Clapper avait écrit : « La faute en revient aux agents de renseignement, dont je fais partie, qui voulaient tellement aider [l’administration à faire la guerre à l’Irak] que nous avons trouvé ce qui n’était pas vraiment là. » [C’est nous qui soulignons.] Burns n’a pas utilisé sa position de modérateur pour se porter au secours de Clapper et interrompre le dialogue, mais il nous a plutôt permis de débattre à deux pendant plusieurs minutes.

// VIDEO

Mise en garde

Ceux qui se souviennent de l’optimisme que j’ai exprimé il y a 12 ans, lorsque Leon Panetta a été nommé à la tête de la CIA, peuvent prendre avec une pincée de sel mes attentes optimistes, mais prudentes, quand au choix de William Burns comme directeur de la CIA.

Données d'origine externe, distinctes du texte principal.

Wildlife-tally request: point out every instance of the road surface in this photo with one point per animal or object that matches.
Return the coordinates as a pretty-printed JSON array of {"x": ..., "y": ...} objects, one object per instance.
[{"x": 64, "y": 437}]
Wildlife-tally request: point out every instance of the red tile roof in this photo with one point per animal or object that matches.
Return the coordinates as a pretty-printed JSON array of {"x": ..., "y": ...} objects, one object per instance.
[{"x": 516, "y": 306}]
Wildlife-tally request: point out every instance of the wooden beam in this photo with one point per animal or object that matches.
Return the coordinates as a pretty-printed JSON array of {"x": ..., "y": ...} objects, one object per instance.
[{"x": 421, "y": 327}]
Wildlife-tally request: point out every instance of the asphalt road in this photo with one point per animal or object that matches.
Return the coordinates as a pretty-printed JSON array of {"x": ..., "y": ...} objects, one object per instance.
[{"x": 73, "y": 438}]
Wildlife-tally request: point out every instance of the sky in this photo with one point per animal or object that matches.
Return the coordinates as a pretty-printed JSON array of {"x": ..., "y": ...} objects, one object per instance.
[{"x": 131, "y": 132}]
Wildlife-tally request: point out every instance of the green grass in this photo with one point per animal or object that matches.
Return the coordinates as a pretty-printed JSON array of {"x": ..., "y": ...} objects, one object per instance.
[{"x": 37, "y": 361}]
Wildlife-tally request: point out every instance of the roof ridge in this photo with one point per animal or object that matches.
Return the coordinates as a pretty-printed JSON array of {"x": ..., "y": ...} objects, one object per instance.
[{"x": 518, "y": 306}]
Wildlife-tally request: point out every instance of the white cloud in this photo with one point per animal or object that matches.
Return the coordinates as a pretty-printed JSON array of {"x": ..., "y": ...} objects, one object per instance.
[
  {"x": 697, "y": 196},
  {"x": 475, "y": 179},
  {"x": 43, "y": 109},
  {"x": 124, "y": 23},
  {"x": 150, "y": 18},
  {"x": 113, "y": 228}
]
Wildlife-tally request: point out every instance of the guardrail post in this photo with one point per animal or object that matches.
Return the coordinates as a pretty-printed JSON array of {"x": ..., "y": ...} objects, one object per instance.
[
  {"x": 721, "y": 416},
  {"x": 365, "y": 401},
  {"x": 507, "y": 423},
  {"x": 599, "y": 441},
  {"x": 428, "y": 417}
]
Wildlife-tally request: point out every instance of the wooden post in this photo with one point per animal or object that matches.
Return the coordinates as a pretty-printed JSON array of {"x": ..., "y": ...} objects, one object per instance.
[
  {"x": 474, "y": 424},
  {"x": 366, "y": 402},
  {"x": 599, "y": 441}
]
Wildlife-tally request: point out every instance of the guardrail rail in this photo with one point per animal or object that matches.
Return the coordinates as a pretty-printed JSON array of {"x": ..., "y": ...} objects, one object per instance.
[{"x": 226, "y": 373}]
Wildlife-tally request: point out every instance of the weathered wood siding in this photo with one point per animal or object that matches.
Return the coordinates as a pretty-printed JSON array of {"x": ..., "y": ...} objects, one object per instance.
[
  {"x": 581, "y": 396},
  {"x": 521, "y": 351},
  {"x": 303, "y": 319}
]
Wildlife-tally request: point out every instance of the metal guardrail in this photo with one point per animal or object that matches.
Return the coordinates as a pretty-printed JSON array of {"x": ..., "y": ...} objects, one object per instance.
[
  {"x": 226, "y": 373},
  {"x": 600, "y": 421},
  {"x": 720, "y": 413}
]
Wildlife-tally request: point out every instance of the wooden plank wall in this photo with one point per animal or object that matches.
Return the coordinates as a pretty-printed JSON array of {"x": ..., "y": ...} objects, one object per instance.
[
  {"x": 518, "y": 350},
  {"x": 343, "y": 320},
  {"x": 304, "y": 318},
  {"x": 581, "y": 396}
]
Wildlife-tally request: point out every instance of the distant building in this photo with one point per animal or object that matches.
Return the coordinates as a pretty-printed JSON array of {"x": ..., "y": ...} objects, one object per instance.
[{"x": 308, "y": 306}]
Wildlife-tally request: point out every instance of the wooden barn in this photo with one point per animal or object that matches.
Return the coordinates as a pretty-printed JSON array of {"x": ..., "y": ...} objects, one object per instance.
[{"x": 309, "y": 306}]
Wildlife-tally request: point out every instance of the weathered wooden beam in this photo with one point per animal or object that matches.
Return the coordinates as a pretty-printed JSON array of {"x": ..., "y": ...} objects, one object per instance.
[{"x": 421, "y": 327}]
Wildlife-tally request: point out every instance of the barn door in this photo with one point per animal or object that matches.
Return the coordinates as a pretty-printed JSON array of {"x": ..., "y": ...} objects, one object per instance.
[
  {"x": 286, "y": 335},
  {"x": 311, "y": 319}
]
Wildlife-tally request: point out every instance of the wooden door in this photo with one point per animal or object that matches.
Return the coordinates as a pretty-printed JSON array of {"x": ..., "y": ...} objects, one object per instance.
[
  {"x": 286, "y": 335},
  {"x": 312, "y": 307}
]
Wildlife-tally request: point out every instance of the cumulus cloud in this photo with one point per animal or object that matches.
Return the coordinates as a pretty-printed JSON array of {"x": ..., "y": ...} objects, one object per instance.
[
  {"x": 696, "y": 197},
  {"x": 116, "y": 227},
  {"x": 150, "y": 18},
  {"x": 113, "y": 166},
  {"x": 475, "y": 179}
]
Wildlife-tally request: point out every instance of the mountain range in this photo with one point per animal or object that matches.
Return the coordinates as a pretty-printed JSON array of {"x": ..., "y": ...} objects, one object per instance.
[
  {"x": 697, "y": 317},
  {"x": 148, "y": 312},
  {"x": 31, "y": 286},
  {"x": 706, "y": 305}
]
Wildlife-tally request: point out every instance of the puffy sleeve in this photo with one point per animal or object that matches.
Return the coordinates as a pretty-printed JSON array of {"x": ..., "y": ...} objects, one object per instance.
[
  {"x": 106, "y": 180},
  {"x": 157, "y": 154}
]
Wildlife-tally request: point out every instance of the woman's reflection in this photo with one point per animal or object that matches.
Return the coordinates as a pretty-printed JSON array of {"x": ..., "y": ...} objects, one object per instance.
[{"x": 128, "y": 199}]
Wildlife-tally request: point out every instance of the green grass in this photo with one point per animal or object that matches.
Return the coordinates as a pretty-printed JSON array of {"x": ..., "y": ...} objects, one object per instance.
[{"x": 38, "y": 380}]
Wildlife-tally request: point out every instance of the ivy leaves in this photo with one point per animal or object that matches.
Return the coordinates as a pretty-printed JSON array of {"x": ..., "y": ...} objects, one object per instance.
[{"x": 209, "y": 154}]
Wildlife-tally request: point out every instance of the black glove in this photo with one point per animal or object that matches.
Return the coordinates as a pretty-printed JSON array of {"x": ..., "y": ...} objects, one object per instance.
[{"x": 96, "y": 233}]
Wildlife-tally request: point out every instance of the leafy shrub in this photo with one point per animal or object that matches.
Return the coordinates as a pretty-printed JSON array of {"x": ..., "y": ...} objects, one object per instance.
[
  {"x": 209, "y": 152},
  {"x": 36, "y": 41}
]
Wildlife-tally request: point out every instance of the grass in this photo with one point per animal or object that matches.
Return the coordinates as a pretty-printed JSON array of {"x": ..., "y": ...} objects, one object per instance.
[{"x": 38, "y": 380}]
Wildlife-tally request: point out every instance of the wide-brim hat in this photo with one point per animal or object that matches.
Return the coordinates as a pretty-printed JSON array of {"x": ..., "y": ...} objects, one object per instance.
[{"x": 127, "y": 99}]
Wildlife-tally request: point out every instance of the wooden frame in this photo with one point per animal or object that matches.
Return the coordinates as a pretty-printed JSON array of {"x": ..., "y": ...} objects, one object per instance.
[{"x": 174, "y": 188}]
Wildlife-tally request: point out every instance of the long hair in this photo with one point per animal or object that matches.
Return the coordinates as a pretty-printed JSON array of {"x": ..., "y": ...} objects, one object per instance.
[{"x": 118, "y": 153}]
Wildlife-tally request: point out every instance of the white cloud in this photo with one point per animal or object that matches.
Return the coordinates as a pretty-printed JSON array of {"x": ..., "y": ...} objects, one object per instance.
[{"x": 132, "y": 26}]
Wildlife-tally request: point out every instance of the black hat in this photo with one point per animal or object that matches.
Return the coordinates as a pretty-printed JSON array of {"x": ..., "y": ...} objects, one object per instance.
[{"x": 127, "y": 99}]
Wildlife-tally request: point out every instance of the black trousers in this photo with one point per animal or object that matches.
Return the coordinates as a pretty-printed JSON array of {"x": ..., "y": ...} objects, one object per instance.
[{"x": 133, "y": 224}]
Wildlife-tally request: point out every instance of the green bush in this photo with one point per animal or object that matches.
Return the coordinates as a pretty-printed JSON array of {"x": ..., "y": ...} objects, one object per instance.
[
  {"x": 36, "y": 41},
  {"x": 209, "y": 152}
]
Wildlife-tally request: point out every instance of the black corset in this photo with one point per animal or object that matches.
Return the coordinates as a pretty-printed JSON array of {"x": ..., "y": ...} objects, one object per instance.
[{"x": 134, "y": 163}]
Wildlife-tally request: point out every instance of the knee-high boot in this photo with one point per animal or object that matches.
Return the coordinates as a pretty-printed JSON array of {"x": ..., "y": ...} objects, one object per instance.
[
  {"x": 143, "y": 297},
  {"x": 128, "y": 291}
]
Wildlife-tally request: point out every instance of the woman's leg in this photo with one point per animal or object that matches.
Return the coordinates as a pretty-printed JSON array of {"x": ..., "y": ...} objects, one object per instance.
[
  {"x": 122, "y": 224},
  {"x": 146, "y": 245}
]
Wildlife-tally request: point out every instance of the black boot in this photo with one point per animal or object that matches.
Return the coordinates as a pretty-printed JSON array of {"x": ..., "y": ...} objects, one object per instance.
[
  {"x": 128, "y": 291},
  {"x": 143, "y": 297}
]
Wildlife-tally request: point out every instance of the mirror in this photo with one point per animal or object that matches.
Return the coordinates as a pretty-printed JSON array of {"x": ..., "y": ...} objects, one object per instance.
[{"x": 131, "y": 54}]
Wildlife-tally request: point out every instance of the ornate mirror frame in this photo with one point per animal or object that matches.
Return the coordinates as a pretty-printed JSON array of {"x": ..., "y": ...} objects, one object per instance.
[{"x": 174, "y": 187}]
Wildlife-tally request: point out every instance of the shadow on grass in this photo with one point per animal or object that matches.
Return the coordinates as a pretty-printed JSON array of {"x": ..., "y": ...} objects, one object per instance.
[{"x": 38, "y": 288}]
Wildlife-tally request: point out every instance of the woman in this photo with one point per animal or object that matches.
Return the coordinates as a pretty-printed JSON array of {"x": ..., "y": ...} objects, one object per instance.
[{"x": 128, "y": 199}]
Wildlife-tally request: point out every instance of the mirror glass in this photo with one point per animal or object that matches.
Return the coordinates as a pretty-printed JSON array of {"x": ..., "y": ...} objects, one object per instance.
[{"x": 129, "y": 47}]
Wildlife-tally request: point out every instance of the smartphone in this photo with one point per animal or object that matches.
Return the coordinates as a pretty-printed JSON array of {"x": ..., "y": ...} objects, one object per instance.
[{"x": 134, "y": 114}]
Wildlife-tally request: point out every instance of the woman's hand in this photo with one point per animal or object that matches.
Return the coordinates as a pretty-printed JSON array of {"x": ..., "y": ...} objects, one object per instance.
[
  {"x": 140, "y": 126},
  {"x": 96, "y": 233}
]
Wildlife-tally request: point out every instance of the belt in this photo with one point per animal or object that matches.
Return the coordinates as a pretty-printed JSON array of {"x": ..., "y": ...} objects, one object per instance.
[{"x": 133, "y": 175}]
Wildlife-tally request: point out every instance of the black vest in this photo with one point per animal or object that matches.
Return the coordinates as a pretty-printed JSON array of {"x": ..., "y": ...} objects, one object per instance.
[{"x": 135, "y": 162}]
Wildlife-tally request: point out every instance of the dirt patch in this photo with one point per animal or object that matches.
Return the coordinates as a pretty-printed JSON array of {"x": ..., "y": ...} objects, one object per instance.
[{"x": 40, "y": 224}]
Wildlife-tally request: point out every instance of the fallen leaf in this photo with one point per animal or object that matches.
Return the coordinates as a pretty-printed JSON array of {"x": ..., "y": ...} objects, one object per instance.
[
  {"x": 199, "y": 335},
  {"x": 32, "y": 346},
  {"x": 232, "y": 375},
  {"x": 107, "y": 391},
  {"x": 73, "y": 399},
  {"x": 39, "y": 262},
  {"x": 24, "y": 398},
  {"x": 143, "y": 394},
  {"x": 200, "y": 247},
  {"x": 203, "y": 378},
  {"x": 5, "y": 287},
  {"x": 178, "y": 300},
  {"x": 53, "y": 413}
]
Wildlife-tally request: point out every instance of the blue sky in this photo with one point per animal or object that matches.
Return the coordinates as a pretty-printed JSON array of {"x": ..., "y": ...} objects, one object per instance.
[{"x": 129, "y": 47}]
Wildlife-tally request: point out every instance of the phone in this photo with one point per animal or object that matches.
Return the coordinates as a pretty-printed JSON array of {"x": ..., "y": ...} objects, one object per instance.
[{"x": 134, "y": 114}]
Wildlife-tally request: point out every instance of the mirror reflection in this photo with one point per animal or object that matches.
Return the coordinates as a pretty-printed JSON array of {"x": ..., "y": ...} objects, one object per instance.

J’écrivais alors : « En choisissant Leon Panetta pour prendre la tête de la CIA, le président élu Barak Obama a montré qu’il est déterminé à mettre un terme radical à l’anarchie et à la duperie avec lesquelles l’administration de George W. Bush a corrompu les opérations et les analyses des services de renseignement. »

Selon toutes les apparences, Panetta s’est plié à la culture dominante, devenant l’avocat de l’agence plutôt que son chef. On espère que William Burns changera la culture à la CIA, et que ce n’est pas lui qui en sortira changé.